LINTAS24NEWS.com – Jaksa Agung kembali melakukan penghentian penuntutan berdasarkan keadilan restoratif (Restorative justice) melalui Jaksa Agung Muda Tindak Pidana Umum (JAM-Pidum) Dr. Fadil Zumhana.
Dimana penghentian penuntutan berdasarkan keadilan restoratif (Restorative justice) yang telah disetujui sebanyak empat orang permohonan pada hari Selasa (14/3/2023).
JAM-Pidum menjelaskan bahwa 34 permohonan terkait dengan penghentian penuntutan berdasarkan keadilan restoratif (Restorative justice) yang telah dikabulkan diantaranya tersangka Inasanul Huda bin Syaprudin pgl Ihsan dan Abilio Felli bin Rabinsan pgl Rio dari Kejaksaan Negeri Pasaman Barat, Afrianto Maulindo Pgl Afri bin Baski Labanaf serta Jamhur Pgl bin Sapri dari Kejaksaan Negeri Sijunjung.
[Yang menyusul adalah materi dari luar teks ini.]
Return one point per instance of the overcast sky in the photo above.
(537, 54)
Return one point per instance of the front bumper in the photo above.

Selanjutnya, pada empat tersangka itu melanggar Pasal 112 Ayat (1) Undang-Undang RI Nomor 35 Tahun 2009 tentang Narkotika atau Kedua Pasal 127 Ayat (1) huruf a Undang-Undang RI Nomor 35 Tahun 2009 tentang Narkotika.
“Saya beserta Direktur Narkotika dan Zat Adiktif lainnya Marang S.H., M.H. memerintahkan kepada Para Kepala Kejaksaan Negeri untuk menerbitkan surat ketetapan penyelesaian perkara berdasarkan keadilan restoratif. Berdasarkan pedoman Jaksa Agung Nomor 18 Tahun 2021 tentang penyelesaian penanganan perkara tindak pidana penyalahgunaan Narkotika melalui rehabilitasi dengan pendekatan keadilan restoratif sebagai pelaksanaan asas dominus litis Jaksa,” ujar JAM Pidum, Selasa (14/3/2023).
Selain itu, para pemohon yang berjumlah empat orang tersebut, mengajukan permohonan rehabilitasi terhadap para tersangka.
“Berdasarkan hasil pemeriksaan laboratorium forensik, tersangka positif menggunakan narkotika, hasil penyidikan dengan menggunakan metode know your suspect, tersangka tidak terlibat jaringan peredaran gelap narkotika dan merupakan pengguna terakhir (end user), tersangka ditangkap atau tertangkap tanpa barang bukti narkotika atau dengan barang bukti yang tidak melebihi jumlah pemakaian 1 hari, tersangka belum pernah menjalani rehabilitasi atau telah menjalani rehabilitasi tidak lebih dari dua kali, yang didukung dengan surat keterangan yang dikeluarkan oleh pejabat atau lembaga yang berwenang, ada surat jaminan tersangka menjalani rehabilitasi melalui proses hukum dari keluarga atau walinya,” imbuhnya.